Symphonical, Mahlerian wasn't referring to the whole piece. He meant the star trek part was out of place.


----------



## PetrB (Feb 28, 2012)

helpmeplslol said:


> Symphonical, Mahlerian wasn't referring to the whole piece. He meant the star trek part was out of place.


Uh, I'm pretty sure "why does this not feel the least bit out of place" means the whole thing sounds more like a lightly structured bunch of music more appropriate to a popular film score (i.e., too, meaning it needs a film to support it, and is not standing on its own very well.)


----------



## PetrB (Feb 28, 2012)

Here is the thing about casually lifting a theme from a work under copyright.
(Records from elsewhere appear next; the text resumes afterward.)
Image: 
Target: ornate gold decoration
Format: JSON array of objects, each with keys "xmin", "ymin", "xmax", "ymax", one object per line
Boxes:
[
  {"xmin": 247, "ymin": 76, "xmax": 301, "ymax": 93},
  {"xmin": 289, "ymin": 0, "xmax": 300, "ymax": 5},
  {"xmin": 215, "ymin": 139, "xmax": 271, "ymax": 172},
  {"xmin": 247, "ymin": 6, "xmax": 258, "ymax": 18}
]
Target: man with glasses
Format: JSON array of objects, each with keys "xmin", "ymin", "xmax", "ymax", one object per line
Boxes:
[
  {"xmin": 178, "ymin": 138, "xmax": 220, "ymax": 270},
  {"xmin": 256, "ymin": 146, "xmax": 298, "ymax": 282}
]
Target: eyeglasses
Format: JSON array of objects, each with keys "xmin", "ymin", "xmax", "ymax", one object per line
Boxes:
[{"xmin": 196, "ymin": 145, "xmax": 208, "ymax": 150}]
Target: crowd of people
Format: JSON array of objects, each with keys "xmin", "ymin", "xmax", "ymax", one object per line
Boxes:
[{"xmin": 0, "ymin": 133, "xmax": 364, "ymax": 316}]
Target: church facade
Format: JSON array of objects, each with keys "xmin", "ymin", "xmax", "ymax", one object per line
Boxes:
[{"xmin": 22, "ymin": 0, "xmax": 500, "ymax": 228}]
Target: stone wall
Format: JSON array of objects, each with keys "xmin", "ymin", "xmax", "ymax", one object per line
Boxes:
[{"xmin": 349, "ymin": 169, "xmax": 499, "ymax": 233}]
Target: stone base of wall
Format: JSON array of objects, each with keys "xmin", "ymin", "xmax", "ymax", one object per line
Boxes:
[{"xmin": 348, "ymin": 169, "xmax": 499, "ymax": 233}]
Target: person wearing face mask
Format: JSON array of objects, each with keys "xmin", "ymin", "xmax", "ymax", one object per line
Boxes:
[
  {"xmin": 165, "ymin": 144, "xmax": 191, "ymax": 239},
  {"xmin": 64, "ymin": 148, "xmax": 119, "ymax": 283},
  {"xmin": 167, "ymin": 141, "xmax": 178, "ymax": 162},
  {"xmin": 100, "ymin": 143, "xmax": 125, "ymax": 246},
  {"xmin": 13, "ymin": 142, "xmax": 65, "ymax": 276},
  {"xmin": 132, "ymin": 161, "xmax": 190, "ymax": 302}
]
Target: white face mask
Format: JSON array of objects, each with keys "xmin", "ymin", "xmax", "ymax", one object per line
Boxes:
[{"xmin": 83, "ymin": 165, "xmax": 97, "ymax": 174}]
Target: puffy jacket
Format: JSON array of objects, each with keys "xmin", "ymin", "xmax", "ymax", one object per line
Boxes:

Even putting that work up here, you could be sued, or legally obliged to immediately take down that posted work.

If this one movement were the entire piece, you could legally be obliged to pay perhaps one-fourth of the royalties and fees gained by this music to Mr. Williams, his publisher or his estate.

So, you do not just grab the copyrighted music of another, a theme, melody, etc. and toss it into your own mix without prior legal permission.

If that permission is granted it in no way waivers your legal obligation to pay a percent of whatever your piece may earn, including if you've made it public for free and it earns nothing

_With this piece currently up and available to a number of people via Soundcloud, you are technically, right now, financially liable to Mr. Williams._

P.s. I doubt if anyone on TC would report you, but you are 'taking your chances' with having it up on Youtube, that's for sure.


----------



## american music (Mar 18, 2014)

Your choice of key (E flat) is good. It is a perfect fifth above my favorite key: A flat major.


----------